Cannabis Consensus

Legalization rises above political polarization

Illustration by Peter Noonan

For 100 years, New Hampshire has been the place where presidential candidates have debated war, taxes, abortion, and the best way to flip a pancake.

But the 2020 New Hampshire primary may go down as historically remarkable because of one issue for which there is apparently no debate: legalizing marijuana.

Some 27 years after Bill Clinton insisted that he “didn’t inhale,” every candidate for president, including the Republicans, have agreed on some form of ending the prohibition on cannabis. Most Democrats say they favor what Canada just did, passing a national law legalizing the substance for adult recreational use.

President Donald Trump is on record saying he is OK with it as a state-by-state issue with the federal government out of the way.

While these days it is stunning to find an issue where all candidates from both parties agree, it falls in line with how the national mood has changed. In 2008, 35 percent of Americans supported the legalization of cannabis. Today, a little over a decade later, it is 62 percent, according to the Pew Research Center. Also during that period, 10 states and the District of Columbia have legalized the substance for adult use.

Yes, so far all candidates for president support it — from Democratic moderates like Minnesota senator Amy Klobuchar to liberals like Vermont senator Bernie Sanders. In addition to Trump’s states’ rights approach, his Republican opponent, former Massachusetts governor Bill Weld, has been deeply involved in the legalization movement.

More than any other early presidential primary state, the issue of cannabis legalization will be a focus in New Hampshire. This is for no other reason than the Legislature, led by Democrats, is expected to pass a bill legalizing, regulating and taxing cannabis only for Republican governor Chris Sununu to veto the bill. It is unclear at the moment whether the bill has enough votes to override Sununu’s veto, but it is notable that all states around New Hampshire, including Vermont, Massachusetts, Maine and even Canada, have passed laws legalizing it for adult use.

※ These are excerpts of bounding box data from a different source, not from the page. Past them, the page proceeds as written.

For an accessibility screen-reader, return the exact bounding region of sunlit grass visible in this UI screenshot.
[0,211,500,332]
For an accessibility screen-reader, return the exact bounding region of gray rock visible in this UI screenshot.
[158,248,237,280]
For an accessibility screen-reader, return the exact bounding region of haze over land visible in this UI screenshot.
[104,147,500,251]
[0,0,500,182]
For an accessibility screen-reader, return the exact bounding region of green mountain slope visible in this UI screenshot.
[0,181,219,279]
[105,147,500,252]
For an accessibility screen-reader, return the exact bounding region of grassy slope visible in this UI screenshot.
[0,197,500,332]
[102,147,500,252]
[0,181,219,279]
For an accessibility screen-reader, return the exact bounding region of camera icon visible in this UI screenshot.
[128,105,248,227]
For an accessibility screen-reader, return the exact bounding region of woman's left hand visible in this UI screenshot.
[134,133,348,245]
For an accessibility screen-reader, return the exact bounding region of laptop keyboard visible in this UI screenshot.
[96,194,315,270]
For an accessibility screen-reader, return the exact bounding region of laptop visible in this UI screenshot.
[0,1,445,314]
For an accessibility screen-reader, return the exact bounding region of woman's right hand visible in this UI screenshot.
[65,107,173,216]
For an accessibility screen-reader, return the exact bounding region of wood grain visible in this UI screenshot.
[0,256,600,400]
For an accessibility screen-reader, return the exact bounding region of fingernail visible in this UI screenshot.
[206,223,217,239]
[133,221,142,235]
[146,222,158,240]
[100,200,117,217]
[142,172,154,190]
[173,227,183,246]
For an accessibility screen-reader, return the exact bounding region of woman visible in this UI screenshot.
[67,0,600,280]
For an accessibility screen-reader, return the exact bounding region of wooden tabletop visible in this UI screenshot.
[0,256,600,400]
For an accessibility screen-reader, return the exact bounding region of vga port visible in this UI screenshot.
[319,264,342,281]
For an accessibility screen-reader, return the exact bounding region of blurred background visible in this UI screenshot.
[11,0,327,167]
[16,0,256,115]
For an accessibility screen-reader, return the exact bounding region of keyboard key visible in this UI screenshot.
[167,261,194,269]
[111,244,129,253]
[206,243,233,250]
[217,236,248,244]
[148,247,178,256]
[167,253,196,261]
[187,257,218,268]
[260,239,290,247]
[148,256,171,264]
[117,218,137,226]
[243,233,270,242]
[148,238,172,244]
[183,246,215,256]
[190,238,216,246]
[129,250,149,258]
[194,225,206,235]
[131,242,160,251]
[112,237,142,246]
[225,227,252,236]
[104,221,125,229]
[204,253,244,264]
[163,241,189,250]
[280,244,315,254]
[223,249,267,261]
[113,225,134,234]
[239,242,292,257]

Looking back to even recent history, this is a dramatic statement. In the 2004 New Hampshire primary, the debate was whether the federal government would arrest those using marijuana for medicinal purposes. In 2008, Barack Obama admitted to using marijuana often as a young man and said he was in favor of medical marijuana within reason. At a New Hampshire house party, he said that the didn’t want people “feeling really tense” about growing and using their own cannabis when they “needed a joint.”

But one thing could preempt all the talk about cannabis during the New Hampshire primary this time around: Trump.

Trump has said that he is willing to sign a bill that lets states experiment with legalization by decriminalizing small amounts and allows legal cannabis business to conduct banking transactions. A similar bill was sponsored by Massachusetts senator Elizabeth Warren, a Democrat, and Colorado senator Cory Gardner, a Republican.

Just having politicians open to legal cannabis is still a long way from it becoming legal, but in our politically polarized nation, this might be the one of the few issues most people agree upon.